Typefaces and Fonts: What's the difference?

by fontspace

In our modern age of digital text, many people talk about typefaces and fonts as if the terms were interchangeable. Do you know the difference?

In order to understand the distinction between typefaces and fonts, let's take a look back to how type was printed before computers. Letterpress printing still holds a fascination for artists and is gaining popularity as a means of printing wedding invitations and other stationary, but was once a major commercial industry. In traditional letterpress, type (basically lead or wooden stamps in the shape of letters, numbers, and punctuation) was organized into cases (flat, segmented drawers with a space for each character).

For ease of use, cases of type follow a standard layout. One of the most common is the California Job Case, in which the compartments are arranged to make the most commonly used letters (t, n, e, i, o, and r) easily accessible to the typesetter, the same idea behind the keyboard on your computer.

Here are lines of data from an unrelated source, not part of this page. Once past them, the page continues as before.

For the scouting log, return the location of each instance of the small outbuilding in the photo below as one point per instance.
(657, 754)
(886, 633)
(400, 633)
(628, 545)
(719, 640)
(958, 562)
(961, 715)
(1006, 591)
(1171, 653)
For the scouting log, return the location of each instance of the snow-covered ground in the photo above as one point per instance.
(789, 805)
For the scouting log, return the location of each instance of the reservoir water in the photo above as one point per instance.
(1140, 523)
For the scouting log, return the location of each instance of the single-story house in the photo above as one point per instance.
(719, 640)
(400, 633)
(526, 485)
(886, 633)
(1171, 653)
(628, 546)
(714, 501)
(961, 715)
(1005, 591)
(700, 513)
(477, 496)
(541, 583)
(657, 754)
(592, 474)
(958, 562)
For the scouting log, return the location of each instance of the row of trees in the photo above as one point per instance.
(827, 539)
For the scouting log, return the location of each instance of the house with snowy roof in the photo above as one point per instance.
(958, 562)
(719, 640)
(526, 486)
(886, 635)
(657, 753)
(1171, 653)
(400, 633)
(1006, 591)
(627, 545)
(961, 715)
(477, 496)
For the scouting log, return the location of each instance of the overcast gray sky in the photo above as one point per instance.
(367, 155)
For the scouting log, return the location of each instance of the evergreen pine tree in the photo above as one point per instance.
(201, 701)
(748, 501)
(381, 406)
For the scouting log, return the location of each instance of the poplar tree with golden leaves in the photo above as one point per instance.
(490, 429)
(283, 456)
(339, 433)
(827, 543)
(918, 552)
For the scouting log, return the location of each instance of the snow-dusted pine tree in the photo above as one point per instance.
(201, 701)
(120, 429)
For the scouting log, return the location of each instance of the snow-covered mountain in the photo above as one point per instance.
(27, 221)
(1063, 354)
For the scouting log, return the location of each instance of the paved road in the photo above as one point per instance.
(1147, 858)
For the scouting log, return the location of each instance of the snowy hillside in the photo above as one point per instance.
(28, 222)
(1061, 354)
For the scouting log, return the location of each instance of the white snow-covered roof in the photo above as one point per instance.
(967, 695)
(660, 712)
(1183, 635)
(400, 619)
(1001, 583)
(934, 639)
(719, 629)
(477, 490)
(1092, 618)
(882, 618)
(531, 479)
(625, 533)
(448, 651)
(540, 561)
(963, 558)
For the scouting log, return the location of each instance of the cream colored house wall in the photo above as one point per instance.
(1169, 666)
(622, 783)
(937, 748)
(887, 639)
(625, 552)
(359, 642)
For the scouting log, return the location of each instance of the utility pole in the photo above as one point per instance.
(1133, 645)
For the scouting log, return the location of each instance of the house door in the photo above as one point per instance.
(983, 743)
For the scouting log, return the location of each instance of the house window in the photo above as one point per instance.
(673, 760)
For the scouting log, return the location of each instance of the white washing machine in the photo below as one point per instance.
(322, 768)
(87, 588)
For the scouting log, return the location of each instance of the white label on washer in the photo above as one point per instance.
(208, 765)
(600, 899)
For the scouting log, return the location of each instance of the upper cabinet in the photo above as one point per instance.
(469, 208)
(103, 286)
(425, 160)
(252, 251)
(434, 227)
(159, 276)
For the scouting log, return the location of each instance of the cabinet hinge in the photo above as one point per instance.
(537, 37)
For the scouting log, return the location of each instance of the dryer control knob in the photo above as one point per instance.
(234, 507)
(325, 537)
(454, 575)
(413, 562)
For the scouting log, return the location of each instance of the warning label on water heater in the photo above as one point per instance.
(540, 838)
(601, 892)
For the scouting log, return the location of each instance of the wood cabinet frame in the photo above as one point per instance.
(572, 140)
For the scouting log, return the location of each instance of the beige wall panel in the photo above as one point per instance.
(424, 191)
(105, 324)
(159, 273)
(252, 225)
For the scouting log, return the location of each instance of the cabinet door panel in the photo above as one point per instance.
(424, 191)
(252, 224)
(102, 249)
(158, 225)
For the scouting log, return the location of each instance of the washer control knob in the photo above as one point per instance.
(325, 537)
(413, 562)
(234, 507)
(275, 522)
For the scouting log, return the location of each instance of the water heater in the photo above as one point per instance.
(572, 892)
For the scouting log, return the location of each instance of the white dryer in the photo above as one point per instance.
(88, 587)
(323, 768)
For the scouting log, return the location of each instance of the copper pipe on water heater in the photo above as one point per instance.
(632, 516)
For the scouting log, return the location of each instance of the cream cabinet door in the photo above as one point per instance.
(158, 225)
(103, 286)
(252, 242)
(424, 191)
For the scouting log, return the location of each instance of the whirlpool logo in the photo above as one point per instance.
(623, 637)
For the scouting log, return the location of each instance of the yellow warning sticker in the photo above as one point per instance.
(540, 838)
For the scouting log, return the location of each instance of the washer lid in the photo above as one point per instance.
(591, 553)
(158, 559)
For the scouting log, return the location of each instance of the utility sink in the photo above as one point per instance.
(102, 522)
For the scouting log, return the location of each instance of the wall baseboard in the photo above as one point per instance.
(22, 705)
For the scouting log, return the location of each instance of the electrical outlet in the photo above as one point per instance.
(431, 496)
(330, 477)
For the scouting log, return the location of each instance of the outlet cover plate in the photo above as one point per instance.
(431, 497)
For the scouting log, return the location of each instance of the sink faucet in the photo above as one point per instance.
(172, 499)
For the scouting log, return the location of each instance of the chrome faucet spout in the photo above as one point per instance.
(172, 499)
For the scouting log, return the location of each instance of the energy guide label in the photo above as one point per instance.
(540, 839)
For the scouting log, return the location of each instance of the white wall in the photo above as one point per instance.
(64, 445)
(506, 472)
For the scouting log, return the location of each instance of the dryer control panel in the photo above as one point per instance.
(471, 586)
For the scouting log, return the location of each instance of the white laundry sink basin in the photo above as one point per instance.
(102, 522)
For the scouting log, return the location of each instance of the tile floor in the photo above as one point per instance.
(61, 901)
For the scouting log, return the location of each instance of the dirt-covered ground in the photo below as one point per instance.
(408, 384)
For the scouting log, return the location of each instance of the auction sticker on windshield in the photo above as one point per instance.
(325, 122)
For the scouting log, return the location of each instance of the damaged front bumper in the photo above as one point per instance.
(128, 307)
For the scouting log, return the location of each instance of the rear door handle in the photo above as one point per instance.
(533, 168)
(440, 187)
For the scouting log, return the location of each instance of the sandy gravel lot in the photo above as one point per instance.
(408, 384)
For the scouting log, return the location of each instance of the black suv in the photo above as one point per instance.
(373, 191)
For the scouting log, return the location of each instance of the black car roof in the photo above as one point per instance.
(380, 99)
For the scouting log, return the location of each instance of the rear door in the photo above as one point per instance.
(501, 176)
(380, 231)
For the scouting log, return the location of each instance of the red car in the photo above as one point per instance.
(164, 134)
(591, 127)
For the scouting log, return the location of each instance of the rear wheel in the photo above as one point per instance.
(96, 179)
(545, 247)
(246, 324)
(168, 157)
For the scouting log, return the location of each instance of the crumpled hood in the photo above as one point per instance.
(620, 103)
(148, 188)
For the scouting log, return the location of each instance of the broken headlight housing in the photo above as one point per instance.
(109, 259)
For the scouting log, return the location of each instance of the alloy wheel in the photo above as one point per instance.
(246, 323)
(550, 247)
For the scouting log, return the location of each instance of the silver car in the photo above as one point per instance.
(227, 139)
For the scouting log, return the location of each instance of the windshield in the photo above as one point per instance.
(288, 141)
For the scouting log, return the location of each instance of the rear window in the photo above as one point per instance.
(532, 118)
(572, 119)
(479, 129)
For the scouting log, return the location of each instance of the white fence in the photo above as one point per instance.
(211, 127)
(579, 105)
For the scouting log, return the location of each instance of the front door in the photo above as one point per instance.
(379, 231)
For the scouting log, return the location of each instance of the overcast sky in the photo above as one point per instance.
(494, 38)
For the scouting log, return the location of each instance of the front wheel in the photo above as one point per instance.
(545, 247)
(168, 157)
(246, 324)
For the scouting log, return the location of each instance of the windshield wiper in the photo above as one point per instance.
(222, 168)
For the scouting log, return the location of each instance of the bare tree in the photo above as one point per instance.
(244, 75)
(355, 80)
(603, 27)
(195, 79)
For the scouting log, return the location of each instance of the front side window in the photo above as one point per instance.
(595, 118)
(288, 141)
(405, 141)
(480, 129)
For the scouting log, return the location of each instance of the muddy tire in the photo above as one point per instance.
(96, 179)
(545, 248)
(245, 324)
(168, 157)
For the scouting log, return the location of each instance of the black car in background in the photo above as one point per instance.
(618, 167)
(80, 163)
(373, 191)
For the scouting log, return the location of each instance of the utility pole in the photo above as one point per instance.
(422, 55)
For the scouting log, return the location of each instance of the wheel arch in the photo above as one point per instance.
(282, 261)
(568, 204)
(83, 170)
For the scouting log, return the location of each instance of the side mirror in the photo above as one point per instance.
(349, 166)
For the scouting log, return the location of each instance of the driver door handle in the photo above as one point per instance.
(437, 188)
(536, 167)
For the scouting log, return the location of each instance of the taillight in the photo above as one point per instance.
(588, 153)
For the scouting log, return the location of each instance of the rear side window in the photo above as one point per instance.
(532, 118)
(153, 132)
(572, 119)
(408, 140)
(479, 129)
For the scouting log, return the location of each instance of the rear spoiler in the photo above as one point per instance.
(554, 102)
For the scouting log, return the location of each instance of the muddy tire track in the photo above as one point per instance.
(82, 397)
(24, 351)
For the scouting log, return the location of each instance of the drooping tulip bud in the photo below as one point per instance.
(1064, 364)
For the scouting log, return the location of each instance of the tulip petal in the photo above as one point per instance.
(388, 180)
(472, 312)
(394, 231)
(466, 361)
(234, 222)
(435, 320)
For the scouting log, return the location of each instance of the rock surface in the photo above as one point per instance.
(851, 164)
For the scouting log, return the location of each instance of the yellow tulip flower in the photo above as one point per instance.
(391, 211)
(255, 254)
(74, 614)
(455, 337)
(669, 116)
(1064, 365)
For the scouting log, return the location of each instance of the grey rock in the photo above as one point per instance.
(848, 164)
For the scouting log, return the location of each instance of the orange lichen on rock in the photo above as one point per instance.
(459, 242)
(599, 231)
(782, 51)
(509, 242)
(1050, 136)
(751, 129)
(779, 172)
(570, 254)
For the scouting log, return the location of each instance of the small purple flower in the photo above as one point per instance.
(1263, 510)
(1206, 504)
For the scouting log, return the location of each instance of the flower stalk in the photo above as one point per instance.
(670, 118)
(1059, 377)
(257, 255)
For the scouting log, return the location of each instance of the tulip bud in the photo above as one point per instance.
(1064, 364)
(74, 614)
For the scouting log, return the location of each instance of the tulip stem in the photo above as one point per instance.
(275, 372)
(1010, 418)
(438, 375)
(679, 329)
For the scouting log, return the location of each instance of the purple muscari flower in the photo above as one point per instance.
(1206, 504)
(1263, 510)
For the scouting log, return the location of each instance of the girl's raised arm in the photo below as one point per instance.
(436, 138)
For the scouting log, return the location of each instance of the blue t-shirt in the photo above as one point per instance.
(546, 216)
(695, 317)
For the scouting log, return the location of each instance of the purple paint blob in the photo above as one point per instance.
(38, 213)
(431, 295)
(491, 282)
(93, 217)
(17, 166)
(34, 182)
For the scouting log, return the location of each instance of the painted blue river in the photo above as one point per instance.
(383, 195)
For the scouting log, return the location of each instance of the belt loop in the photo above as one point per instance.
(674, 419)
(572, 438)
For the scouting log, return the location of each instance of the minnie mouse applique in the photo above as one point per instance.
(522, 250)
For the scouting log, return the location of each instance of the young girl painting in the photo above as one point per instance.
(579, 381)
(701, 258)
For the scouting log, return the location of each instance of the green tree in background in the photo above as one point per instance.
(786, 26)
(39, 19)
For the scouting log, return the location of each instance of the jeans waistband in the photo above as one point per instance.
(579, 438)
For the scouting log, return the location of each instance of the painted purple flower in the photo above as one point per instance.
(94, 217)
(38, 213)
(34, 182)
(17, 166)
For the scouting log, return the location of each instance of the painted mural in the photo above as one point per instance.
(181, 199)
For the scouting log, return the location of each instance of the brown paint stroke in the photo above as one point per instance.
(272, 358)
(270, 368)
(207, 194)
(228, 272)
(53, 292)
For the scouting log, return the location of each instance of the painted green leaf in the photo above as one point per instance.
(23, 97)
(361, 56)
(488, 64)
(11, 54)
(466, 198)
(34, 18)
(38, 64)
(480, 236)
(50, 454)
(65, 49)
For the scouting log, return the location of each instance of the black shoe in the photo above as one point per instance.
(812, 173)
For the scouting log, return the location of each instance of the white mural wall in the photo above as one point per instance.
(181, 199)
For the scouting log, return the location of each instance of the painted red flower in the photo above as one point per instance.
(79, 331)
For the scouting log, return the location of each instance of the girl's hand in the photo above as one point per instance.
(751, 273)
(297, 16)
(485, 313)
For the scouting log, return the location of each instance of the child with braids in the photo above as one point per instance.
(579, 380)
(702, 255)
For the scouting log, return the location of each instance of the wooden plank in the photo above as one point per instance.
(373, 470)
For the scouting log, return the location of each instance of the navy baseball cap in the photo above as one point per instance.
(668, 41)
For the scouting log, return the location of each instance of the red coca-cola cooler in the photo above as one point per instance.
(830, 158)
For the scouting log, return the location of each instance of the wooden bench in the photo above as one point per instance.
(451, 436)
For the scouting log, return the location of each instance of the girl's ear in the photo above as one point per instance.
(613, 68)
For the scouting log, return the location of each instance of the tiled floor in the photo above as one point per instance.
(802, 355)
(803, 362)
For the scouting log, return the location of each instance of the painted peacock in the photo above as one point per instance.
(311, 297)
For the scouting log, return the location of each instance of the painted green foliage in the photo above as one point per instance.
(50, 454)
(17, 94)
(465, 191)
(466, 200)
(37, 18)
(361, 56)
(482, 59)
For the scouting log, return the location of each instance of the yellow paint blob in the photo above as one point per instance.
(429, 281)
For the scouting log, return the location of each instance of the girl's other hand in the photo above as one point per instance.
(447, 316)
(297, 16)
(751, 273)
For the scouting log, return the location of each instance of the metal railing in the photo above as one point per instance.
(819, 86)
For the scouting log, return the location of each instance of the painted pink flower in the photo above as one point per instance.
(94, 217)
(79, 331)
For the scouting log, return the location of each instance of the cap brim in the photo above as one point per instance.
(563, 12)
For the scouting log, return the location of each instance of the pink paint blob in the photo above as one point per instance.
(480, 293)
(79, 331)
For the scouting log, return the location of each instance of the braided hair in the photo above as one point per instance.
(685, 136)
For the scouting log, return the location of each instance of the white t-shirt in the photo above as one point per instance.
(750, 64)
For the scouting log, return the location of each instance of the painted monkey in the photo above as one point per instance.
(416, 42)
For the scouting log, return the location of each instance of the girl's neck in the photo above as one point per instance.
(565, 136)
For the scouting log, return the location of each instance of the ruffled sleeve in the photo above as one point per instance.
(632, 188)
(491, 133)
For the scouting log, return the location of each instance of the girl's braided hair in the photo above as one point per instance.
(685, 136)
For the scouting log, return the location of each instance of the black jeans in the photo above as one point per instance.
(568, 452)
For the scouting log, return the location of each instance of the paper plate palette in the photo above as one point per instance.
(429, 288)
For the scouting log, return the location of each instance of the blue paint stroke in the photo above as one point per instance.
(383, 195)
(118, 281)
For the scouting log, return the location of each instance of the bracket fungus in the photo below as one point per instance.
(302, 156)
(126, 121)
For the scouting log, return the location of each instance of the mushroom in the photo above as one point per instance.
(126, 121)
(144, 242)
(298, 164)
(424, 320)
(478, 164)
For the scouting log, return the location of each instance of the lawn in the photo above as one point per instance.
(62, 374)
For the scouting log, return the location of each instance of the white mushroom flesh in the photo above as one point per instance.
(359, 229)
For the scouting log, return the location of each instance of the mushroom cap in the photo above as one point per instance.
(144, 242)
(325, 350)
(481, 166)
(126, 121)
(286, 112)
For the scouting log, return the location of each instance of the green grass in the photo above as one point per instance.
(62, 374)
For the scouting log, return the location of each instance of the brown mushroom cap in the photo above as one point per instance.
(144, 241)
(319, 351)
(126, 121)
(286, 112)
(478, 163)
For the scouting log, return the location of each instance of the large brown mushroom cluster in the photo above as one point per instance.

Each case contains only one font, meaning that all the type in a given type case matches in both typeface and point size, allowing the typesetter to quickly pull from the appropriate compartment knowing the letters will go together without having to check each one. This means bold and italics have their own separate cases, too, even though they are often used in combination to create a block of text.

Typeface refers to the style of the letters, and can be found in a variety of sizes. Font refers to both the typeface and the size. So, Garamond 12pt and Garamond 10pt are, by strict definitions, the same typeface but different fonts.